After testing I'm getting an unexpected result which is around 30cm while the predictions bounding boxes are visually accurate.

TontonTremblay commented 4 years ago

This sounds like the right way to do it. Can you visualize your pose vs the gt pose you are using. You can do that with cv2.reproject something, check the code to see how to use it. When you create your py quaternion, make sure to pass x= , y= , z= , w= . We had issues with the pyquaternion constructor. So 2 things, 1) check how you are building the py quaternion. 2) reproject the poses you are using to see if they are similar to the one outputted by DOPE.

IbrahimMCode commented 4 years ago

Thank you very much for your help! Is it good to have an average of 5cm for the mustard object?

TontonTremblay commented 4 years ago

I would not be surprised, but I dont have the data right now to look into it. Do you have the ADD curves?

IbrahimMCode commented 4 years ago

Yes I got them from the paper and I have now these results https://drive.google.com/file/d/1eeqekChGLHAUDtqLRT5CfVpxGW2f2MBW/view?usp=sharing These results are for the mustard object testing using the pre-trained weights for 60 epochs and the testing images are only Photorealistic images from FAT dataset. I think it should look similar to the one in the paper if I test more images.

You already mentioned before that instead of loading the full 3d model, for quick testing you are only looking at the cuboid error.

I just have two questions, do you mean by full 3d model the full object points same as PoseCNN? Is it possible using dope?

Thank you!

TontonTremblay commented 4 years ago

If you only trained on FAT dataset, your results are going to be not as good as missing with DR data. For the paper we use the PoseCNN models.
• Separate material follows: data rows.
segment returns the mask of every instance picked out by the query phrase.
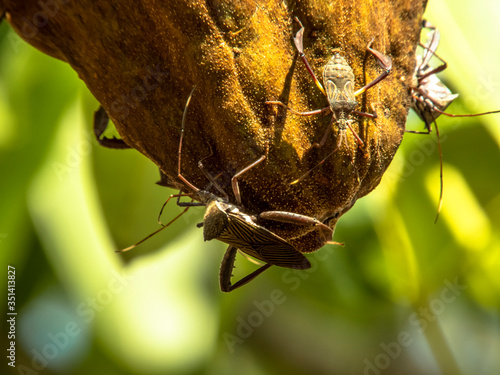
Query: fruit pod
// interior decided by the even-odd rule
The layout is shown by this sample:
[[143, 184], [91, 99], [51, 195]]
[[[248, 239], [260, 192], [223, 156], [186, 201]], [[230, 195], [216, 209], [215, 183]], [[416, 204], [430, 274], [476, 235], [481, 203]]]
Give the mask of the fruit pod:
[[[426, 1], [0, 3], [24, 40], [73, 67], [123, 140], [164, 173], [165, 185], [184, 187], [177, 178], [181, 118], [196, 86], [182, 174], [205, 188], [198, 161], [213, 153], [204, 166], [234, 201], [231, 176], [265, 154], [240, 179], [243, 206], [300, 213], [333, 227], [379, 184], [402, 140]], [[347, 130], [337, 152], [290, 185], [333, 151], [339, 137], [334, 123], [323, 147], [315, 148], [331, 114], [296, 116], [265, 104], [280, 100], [298, 111], [328, 106], [298, 57], [294, 17], [304, 25], [304, 53], [316, 76], [338, 48], [353, 69], [354, 89], [364, 86], [381, 71], [366, 51], [372, 39], [372, 48], [392, 58], [392, 71], [357, 97], [357, 111], [378, 115], [352, 117], [364, 146]], [[314, 250], [291, 232], [282, 229], [303, 251]]]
Yu found the transform from our model to his. I hope this helps.

IbrahimMCode commented 4 years ago

The results here are not for my training, I used for testing the files you provided for each object with 60 epochs. Sorry for bothering you but you didn't answer my question about what you mean by full 3d model.

Thank you

Abduoit commented 4 years ago

Hello @cianohagan I am trying to calculate the ADD metric, can anyone please provide the code or show the steps to do that?

TontonTremblay commented 4 years ago

You can check ycb-videos toolkit, there is an implementation in there.